A bus service runs to the Uni three times a day to take the teachers and admin staff to and from work. So every morning I get up, leave home and make the five minute walk to the bus stop. On my way down the road people of all ages stop, slow down, turn around, suspend their cup of tea of coffee in midair disbelieving and put down whatever they are doing so that they can get a really good look at me. Some of them giggle nervously, some of them whisper to their friends, I greet some of them, some of them greet me and some of them shout at me.

“YOU! YOU! YOU!”

“MONEY, MONEY, MONEY!”

“FERENJ!” (foreigner)

“SISTER!”

“ARE YOU FINE?”

“WHERE YOU GO?”

One day while standing at the bus-stop I heard a call of “MOTHER!” from behind. It soon became apparent after the umpteenth time that this insult was being waged at me! “MOTHER! MOTHER! MOTHER! YOU! MOTHER!” I turned around to identify the culprit so I could tell him in no uncertain terms that I was most certainly NOT his mother! I have since come to understand that addressing any older woman as “Mother” is usual.

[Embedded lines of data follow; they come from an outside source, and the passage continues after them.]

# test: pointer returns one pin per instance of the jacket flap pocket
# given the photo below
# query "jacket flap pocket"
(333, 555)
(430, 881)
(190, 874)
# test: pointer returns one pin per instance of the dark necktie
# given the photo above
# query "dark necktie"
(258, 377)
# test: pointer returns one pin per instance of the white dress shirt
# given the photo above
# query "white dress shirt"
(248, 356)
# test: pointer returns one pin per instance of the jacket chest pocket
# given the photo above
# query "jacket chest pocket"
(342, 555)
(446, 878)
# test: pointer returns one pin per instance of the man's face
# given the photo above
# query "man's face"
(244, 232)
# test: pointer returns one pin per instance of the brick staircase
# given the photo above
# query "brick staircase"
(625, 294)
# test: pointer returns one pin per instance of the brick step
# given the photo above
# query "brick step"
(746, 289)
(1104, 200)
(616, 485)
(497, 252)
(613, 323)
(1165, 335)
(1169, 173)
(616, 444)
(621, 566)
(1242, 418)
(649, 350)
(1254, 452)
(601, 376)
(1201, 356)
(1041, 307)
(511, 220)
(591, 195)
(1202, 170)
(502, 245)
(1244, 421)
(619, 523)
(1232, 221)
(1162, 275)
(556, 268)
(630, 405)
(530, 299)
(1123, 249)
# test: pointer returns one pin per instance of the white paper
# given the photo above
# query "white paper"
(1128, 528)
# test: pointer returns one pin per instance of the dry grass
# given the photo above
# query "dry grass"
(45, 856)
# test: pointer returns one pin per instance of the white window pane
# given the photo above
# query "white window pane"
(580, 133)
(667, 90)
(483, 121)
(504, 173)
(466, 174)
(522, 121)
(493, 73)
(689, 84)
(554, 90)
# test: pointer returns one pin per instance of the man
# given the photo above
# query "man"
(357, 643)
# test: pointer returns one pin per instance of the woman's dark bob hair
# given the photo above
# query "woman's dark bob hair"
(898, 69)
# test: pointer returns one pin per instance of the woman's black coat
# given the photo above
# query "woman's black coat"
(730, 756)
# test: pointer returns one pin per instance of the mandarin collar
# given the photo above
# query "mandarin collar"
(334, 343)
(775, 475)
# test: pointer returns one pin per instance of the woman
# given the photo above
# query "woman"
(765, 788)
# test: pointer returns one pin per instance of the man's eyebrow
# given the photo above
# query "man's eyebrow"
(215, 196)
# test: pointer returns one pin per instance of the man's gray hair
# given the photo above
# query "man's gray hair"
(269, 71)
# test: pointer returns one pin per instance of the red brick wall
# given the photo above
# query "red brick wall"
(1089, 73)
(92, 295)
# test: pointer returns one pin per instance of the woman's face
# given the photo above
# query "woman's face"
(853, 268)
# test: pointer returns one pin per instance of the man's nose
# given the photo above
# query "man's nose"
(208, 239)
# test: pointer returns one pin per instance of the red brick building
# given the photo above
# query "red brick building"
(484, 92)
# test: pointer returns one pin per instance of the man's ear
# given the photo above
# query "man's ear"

Another interesting one is “CHINA! CHINA!”. The first day they shouted this at me I burst out laughing, how could they mistake an Irish person for a China-woman?! But to the ordinary Ethiopian all foreigners are white and all white people come from a mystical place called…”China“. Interesting! This is because in recent years there has been a lot of Chinese workers in Ethiopia road-building.

The other day I was walking past a fruit stall when one of the merchants bellowed across the road to me, “WHAT IS YOUR PROBLEM?”. I’m not sure whether I was looking particularly sullen or whether what he was actually trying to say was, “How are you?” but it caught me off guard anyhow 😉

Anyway, depending on the tone of the situation I will either completely ignore them or, to their delight, answer them in Amharigna. The Amharic option always diffuses this potentially irksome situation; they are bent over double laughing at the fact I can speak a few words of the language and I continue on my merry little way with a smile on my face.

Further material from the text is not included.